For climate stakeholders who would love to support the climate movement, having an independent judgment is critical when the term “greenwashing” may be overused as a weapon for irrational blacklash due to an implicit conflict of interests.
The Problem of Scalability
If the legal recognition and the impact quality problems are properly solved, the next problem is: Can we solve the climate problem within the timeframe at the scale we need?
Speaking of scalability, voluntary carbon credits may be considered an intangible asset under the IFRS 38 standards. Currently, the appropriateness of the classification has been discussed and considered. If the global consensus is reached, it will help businesses make effective decisions with the financial information from the voluntary carbon credits.
Apart from the accounting perspective, the weak voluntary carbon credit registration system is another barrier to scalability. For the registration infrastructure, the major problems are as follows:
1. Lack of Consensus: Global carbon credit markets are complex, as are UN Article 6, Regional Voluntary Carbon Credit Standards, and Global Voluntary Carbon Credit Standards.
2. Lack of Stability: If the jurisdiction holds the right to establish a national voluntary carbon credit market, the least developed countries may have difficulties implementing it.
3. Lack of Standardization: Each Standard Registry has its own terms and conditions of transactions.
4. Lack of Interoperability: Each Standard Registry within similar categories cannot be exchanged and recognized.(Verra and Gold Standard Can).
5. Lack of Traceability: The solution to solve the double counting problem is challenging.(Climate Action Data Trust).

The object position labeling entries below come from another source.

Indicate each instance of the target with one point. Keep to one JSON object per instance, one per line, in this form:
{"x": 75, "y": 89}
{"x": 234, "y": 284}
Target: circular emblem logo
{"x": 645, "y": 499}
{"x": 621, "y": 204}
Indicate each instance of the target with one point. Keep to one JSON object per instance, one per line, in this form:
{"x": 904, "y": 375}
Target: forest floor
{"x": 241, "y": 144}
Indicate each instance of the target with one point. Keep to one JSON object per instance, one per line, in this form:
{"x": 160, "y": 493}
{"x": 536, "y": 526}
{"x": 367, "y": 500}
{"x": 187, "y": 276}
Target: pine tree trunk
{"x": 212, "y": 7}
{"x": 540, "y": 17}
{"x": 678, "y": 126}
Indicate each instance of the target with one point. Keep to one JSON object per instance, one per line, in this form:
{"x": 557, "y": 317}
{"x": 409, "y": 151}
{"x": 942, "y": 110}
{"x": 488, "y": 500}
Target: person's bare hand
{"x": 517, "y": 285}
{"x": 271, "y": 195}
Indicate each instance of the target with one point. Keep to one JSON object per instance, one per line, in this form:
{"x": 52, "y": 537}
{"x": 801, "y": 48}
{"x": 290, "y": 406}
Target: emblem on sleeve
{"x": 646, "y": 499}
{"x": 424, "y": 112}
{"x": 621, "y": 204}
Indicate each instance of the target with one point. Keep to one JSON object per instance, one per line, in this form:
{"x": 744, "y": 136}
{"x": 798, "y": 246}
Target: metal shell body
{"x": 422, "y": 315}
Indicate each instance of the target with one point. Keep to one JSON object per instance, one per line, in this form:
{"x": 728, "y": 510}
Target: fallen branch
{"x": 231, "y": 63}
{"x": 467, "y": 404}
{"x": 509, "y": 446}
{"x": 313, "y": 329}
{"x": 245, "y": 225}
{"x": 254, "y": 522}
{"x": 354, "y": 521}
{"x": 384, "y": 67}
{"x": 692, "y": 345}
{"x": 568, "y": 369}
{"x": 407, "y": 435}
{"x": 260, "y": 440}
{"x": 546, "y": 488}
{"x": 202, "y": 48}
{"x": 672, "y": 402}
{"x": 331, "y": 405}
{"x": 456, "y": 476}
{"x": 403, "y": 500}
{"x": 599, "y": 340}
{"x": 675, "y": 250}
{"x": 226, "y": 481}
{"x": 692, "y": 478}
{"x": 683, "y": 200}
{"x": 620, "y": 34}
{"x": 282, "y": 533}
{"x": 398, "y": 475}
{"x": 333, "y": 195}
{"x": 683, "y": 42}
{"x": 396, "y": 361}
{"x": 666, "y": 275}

If the legal recognition problem is temporarily ignored, the standardization, interoperability, and traceability problems are partially addressable with global carbon credit quality principles(ex: ICVCM, VCMI, etc), global registry recognition(ex: Verra and Gold Standard acknowledge some of the other registries’ carbon credits), and blockchain infrastructure adoption(ex: Climate Action Data Trust, Toucan, etc).
Industry Stability and Security
So far, we have discussed the major problems that climate stakeholders are concerned about. These problems if we are able to clarify and address with consensus, we may be able to solve the climate problem at scale with the voluntary carbon credit industry.
The potential to scale is exciting. Nonetheless, it will only be realized if the industry is stable with data security. To ensure the voluntary carbon credits can support the climate movement in the long term, we need a robust legal foundation for the industry lifecycle(ex, UNIDROIT digital assets and private law, etc) and advanced technologies with process flows to protect the documented information.
Voluntary carbon credits are digital assets that are stored on computer servers. If the custodian or financial intermediary organizations go insolvent or bankrupt, it will hugely affect the stability of the industry as all the digital records on the servers may be deleted as the businesses close. Accordingly, we can see a trending discussion surrounding depositary insolvency, blockchain infrastructure, and smart contract execution with artificial intelligence.
Being optimistic or pessimistic will not change the current status; as a climate stakeholder who supports the climate movement, we need to actively engagement with public consultation on various topics that we have discussed in this article to regenerate our future together.